There are two basic ways to perform a front strike like that, but they do not address the actual problem itself and are either “clinging to formality” or “workarounds”:

In the position shown on the left, it is easy and fast to backswing because you don’t need to twist the upper body much. Japanese disciples of Taira lineage bōjutsu prefer this method, but it is also seen on Okinawa. It is fast but weak.
The position shown on the right is often used by Okinawan disciples of the Taira lineage bōjutsu. In this position, while the strike reaches deeper down, the backswing is more difficult to accomplish — or almost impossible unless you’re a yogi or something. Therefore, you have to actively switch to Neko-ashi for the backswing, and then actively move into Kokutsu again to strike. This results in the almost robotic habits often seen among practitioners of this group.

By the way, in kenjutsu there’s a specialized term called “tea cloth squeeze” (chakin shibori). Because the tea cloth is small, the “tea cloth squeeze” is done in a specific way. In a nutshell, when cleaning the wet tea cloth, it is folded three times, and you squeeze the water out of it. You squeeze the fingers from the pinky side, and the index finger is straightened. This is the same as the front hand in kenjutsu: You squeeze the pinky, ring, and middle finger while thumb and index finger are relaxed.

The “tea cloth squeeze”

But in kenjutsu, the back hand is also assigned a task. Basically, there is a push-pull action done by both hands. It allows a full downward strike while at the same time allow to stop a downward in an instant. Different from many bōjutsu, it is not the geometry and the front hand that stop the strike, but a push of the back hand in combination with a pull of the front hand.

This is what my sword sensei, Hamamoto Hisao Sensei, teaches and refers to as “Te no Uchi”.

BTW, when used in bōjutsu, the “tea cloth squeeze” allows the front hand to glide along the bō, thus reducing the distance between the hands, and as a result, you can strike through.

For example, we have seen the “tea cloth squeeze” being used in many of the Yamanni-ryū bōjutsu. Most Yamanni-ryū bōjutsu schools today came from Kishaba Chōgi. While basically all of his students do the “tea cloth squeeze” – or at least point the index finger somewhere – most of them do not use the full “Te no Uchi”.

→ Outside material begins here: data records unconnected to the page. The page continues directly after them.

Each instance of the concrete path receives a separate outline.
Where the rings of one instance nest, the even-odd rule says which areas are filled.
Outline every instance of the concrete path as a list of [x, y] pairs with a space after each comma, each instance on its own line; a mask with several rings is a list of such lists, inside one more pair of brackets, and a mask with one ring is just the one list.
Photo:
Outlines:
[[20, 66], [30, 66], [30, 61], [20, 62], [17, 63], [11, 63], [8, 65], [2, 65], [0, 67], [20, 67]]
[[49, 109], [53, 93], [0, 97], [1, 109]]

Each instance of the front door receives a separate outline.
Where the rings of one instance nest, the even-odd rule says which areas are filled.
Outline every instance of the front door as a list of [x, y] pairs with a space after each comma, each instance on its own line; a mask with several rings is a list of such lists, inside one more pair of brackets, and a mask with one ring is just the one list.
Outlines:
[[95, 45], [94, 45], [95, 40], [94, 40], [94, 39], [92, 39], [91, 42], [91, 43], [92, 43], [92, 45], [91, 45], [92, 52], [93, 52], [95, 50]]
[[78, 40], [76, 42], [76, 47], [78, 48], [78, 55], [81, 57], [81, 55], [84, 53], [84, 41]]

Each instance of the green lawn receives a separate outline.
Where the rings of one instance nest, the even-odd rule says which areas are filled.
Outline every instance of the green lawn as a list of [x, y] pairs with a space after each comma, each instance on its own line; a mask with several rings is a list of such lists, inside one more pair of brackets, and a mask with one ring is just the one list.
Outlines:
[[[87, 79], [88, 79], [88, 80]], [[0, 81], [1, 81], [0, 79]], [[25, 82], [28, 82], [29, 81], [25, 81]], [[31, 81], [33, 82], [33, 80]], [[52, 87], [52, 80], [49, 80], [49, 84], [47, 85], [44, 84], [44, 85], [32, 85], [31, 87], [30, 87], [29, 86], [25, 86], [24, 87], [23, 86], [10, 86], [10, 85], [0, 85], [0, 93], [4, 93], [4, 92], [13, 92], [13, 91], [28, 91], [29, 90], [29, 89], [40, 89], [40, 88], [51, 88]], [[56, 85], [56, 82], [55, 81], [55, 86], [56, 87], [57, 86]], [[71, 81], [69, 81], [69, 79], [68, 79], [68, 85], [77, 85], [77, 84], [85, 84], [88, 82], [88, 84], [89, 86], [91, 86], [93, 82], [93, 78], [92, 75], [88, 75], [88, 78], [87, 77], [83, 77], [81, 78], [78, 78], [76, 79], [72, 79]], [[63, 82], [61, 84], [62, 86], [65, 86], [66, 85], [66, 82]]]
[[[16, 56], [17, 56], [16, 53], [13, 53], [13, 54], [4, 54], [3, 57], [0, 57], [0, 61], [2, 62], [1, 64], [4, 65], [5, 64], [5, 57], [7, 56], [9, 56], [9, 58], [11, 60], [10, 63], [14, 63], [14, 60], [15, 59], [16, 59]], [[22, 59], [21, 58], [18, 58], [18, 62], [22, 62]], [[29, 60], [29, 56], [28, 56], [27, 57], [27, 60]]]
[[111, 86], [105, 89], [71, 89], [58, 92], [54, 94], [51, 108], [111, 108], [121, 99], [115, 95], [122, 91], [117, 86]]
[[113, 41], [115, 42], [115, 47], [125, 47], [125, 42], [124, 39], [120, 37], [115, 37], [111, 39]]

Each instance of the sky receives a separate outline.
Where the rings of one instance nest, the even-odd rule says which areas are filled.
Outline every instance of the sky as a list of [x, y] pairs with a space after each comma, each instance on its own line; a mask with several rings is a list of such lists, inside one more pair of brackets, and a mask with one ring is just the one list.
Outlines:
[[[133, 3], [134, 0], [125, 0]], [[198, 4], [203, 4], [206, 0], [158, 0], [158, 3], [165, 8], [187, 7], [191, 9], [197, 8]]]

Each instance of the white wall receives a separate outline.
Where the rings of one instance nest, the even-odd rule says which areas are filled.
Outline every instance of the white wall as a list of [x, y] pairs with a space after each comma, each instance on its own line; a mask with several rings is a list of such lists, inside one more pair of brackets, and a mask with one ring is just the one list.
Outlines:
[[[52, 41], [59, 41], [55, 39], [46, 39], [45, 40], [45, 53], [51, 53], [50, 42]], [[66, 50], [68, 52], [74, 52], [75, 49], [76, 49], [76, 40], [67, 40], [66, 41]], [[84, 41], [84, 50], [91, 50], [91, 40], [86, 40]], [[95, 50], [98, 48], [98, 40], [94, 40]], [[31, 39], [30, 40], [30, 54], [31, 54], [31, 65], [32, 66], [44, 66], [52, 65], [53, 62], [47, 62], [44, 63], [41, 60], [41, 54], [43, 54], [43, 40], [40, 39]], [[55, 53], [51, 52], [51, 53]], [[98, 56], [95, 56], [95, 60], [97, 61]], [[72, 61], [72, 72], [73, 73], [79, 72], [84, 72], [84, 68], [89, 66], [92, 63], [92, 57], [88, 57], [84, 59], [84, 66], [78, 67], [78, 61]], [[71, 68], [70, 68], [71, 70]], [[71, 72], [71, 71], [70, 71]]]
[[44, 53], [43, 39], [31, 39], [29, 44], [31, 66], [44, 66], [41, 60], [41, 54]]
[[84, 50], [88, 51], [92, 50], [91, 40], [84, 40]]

Last year, while on Okinawa, I visited one Yamanni-ryū bōjutsu sensei for practice. That specific sensei taught two methods of striking:

  • 1.) normal strike with “tea cloth squeeze”, and
  • 2.) the “Te no Uchi” version (including “tea cloth squeeze” and push-stop of the rear hand). This strike version was done like the “Te no Uchi” of kenjutsu, just adapted to the bō.

I also visited another direct student of Kishaba Chōgi. That sensei then told me that Kishaba Chōgi never did the “sword stop” (= “Te no Uchi”).

In other words, new methods from other martial arts such as kenjutsu are assessed and introduced into existing schools of bōjutsu. Or was it originally in there?